Оставив их вдвоем, я неслышно выскользнул из комнаты для занятий и вернулся в таблинум, чтобы сообщить посетителям о том, что мы сегодня задержались и сенатор скоро должен отправляться в суд. Стений все еще слонялся здесь. Он пристал ко мне с расспросами относительно того, когда сможет получить ответ. Что я мог ему сказать? Я посоветовал ждать вместе с остальными. Вскоре появился и сам Цицерон, держа за руку Туллию, приветственно кивая посетителям и называя каждого по имени. «Первое правило в государственных делах, Тирон, — нередко говаривал он, — помнить каждого в лицо». Теперь он был во всей красе: с напомаженными и зачесанными назад волосами, с благоухающей кожей, в новой тоге. Красные кожаные сандалии сияли, лицо было бронзовым от многих лет пребывания на открытом воздухе — ухоженное, гладкое, красивое. От всей его фигуры словно исходило сияние.
Цицерон вышел в прихожую, и все последовали за ним. Там он поднял лучившуюся счастьем девчурку высоко в воздух, показал ее собравшимся и, повернув лицом к себе, запечатлел на ее щечке звонкий поцелуй.
— А-а-х! — пронесся по толпе восхищенный вздох. Кто-то захлопал в ладоши.
Это не было жестом, рассчитанным лишь на публику. Наедине с дочерью Цицерон все равно сделал бы это, поскольку любил свою ненаглядную Туллию больше всех на свете. Однако он знал, что римский избиратель способен растрогаться из-за пустяка, и разговоры о его нежной отеческой любви пойдут ему только на пользу.
Затем мы вышли в холодное ноябрьское утро и окунулись в суматоху городских улиц. Цицерон шел широкими шагами, я — сбоку от него, приготовив на всякий случай восковые таблички для записей; позади нас семенили Сосифей и Лаврея, нагруженные коробками со свитками, необходимыми нашему хозяину для выступления в суде. По обе стороны от нас, пытаясь любыми средствами привлечь к себе внимание сенатора, но гордые уже тем, что находятся рядом с ним, шагали просители, в том числе Стений. Спустившись с зеленых высот Эсквилина, процессия оказалась в шумном, дымном и вонючем квартале Субура. Здания, стоявшие вдоль улицы, закрывали солнце, а поток пешеходов почти сразу же превратил стройную фалангу наших последователей в порванную нитку бус. Все же они продолжали кое-как тащиться за нами.
Цицерон был здесь хорошо известен, став героем лавочников и торговцев, интересы которых он представлял и которые год за годом видели его проходящим по улицам Субуры.
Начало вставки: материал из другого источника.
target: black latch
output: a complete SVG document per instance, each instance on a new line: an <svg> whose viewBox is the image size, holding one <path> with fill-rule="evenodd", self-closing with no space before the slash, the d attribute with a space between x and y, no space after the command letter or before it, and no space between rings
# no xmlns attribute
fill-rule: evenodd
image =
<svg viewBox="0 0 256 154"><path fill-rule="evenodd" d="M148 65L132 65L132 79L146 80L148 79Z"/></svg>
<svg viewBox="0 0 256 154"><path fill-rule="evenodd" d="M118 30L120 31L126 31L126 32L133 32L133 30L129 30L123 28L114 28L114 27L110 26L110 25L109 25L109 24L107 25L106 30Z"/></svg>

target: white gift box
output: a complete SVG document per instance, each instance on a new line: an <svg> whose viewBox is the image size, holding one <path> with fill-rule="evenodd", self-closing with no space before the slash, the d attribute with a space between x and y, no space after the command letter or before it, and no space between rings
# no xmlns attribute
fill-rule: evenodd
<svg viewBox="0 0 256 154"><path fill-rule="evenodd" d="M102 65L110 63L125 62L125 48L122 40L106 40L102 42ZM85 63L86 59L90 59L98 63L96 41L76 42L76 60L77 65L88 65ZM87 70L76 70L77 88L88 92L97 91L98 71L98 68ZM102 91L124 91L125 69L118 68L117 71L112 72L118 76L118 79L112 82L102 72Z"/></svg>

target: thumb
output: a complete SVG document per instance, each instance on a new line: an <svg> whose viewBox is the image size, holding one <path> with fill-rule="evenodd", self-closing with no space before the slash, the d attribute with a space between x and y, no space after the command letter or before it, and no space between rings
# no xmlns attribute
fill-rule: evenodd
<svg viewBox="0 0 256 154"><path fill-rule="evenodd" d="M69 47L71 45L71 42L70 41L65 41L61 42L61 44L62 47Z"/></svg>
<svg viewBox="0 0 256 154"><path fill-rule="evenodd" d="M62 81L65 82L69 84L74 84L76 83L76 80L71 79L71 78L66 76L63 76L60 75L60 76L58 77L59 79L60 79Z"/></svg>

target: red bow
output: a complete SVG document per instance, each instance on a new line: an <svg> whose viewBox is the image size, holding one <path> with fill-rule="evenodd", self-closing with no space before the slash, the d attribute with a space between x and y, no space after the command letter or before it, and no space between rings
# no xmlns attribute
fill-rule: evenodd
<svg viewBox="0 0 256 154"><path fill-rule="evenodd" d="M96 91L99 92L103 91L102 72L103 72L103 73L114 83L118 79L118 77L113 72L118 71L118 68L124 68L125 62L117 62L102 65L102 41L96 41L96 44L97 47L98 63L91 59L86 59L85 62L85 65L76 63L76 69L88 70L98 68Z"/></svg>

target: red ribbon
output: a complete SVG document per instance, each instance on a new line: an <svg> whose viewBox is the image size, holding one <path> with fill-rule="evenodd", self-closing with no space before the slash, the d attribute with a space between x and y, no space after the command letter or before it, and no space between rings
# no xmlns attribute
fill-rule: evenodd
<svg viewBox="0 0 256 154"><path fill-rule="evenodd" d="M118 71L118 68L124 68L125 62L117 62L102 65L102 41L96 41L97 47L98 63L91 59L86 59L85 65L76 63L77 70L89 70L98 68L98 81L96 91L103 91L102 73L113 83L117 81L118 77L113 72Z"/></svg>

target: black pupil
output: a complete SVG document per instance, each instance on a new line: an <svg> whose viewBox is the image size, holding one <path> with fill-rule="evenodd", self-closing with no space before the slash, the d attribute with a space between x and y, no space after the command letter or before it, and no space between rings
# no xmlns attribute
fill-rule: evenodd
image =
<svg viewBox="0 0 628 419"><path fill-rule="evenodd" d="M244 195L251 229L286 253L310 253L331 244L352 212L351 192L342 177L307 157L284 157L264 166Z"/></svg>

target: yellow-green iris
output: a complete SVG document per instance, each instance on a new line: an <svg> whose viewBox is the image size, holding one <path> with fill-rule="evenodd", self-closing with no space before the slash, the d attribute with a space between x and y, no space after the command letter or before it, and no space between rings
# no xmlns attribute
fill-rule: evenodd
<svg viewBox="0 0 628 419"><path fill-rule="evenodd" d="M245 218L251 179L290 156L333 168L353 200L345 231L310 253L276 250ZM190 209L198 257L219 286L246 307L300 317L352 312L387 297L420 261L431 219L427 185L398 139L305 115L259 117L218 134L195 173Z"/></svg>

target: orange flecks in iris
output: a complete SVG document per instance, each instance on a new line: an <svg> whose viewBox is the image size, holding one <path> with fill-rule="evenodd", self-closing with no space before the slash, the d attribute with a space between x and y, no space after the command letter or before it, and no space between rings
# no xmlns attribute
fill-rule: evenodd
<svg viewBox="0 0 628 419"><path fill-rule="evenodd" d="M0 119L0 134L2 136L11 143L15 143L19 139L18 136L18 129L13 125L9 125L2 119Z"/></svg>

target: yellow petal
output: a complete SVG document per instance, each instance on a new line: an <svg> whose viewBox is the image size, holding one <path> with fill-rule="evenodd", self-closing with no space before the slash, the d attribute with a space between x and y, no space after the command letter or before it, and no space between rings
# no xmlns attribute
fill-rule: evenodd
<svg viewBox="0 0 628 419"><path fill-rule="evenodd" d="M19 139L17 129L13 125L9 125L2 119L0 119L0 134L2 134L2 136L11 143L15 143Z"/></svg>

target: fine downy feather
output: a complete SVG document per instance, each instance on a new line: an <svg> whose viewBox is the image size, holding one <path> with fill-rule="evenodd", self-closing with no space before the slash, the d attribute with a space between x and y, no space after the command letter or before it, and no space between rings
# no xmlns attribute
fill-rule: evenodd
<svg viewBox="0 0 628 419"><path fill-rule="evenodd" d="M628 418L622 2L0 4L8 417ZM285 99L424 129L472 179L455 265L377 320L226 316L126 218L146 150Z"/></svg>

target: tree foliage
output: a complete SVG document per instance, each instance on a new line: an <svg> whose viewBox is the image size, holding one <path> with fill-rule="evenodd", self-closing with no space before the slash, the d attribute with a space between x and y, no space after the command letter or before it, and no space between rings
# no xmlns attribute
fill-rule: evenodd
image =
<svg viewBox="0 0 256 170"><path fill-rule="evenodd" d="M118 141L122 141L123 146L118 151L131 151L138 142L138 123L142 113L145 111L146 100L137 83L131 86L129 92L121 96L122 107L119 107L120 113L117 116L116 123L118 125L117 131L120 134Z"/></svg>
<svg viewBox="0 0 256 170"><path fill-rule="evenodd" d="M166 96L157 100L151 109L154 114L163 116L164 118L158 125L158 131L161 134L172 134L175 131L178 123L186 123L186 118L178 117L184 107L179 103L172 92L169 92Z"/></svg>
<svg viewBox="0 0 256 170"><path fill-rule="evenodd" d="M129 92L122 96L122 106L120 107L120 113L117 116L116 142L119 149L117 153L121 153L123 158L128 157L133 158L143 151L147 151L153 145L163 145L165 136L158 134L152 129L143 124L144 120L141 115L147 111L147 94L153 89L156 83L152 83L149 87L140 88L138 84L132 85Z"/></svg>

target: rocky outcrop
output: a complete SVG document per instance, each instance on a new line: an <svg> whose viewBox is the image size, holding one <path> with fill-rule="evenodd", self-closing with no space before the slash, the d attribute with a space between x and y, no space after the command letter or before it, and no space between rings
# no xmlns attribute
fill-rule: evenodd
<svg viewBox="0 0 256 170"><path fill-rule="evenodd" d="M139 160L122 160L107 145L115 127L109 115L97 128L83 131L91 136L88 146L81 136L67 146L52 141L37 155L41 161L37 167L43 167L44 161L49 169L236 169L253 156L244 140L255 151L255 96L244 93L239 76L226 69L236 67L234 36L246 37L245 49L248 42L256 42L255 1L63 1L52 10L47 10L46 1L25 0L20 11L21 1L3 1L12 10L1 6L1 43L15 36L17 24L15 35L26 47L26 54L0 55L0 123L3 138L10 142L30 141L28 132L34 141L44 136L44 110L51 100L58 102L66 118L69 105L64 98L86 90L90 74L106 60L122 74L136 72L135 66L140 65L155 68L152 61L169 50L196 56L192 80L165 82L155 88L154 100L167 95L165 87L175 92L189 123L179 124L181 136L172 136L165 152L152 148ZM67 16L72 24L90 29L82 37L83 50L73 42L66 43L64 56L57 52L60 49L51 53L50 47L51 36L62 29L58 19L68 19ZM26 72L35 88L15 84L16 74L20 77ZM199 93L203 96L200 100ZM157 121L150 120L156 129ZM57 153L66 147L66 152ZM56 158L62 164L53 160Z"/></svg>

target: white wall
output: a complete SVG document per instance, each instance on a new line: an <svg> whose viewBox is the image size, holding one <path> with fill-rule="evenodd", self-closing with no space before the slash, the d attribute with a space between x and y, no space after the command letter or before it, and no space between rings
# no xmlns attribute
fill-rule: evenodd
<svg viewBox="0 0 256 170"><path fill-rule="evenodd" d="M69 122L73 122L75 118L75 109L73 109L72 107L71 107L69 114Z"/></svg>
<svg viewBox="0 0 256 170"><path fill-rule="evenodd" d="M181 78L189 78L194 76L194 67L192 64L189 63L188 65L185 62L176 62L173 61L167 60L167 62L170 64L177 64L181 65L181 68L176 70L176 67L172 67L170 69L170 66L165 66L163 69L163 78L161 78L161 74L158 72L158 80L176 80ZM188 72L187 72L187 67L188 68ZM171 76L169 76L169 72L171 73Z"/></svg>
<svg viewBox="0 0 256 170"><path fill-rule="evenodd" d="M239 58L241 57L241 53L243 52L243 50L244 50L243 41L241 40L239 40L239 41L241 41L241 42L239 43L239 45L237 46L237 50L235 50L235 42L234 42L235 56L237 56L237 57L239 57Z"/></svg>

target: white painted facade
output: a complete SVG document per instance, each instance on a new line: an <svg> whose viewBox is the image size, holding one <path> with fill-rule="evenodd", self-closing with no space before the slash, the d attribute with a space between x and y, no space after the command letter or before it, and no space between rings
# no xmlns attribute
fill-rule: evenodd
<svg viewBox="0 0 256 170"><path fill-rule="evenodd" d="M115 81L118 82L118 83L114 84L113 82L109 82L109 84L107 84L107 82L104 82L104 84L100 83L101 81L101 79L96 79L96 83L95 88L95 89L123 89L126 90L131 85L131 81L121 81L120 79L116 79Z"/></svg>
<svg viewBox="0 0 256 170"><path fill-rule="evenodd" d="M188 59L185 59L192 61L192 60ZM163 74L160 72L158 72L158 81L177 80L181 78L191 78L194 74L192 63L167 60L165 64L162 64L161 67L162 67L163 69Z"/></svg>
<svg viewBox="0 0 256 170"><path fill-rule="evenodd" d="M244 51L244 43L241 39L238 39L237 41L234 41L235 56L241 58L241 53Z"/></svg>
Острый взгляд его голубых глаз подмечал каждую почтительно склонившуюся голову, каждый приветственный жест. Не было нужды шептать ему на ухо имена этих людей: Цицерон помнил своих избирателей гораздо лучше, чем я.
Не знаю, как сейчас, но в те времена, о которых пишу я, в разных частях форума почти постоянно работало шесть или семь судов. Когда они открывались, на форуме было не протолкнуться от защитников и прочих законников, спешивших во всех направлениях. Хуже того, претор каждого из судов прибывал в сопровождении не менее дюжины ликторов, которые расчищали для него путь.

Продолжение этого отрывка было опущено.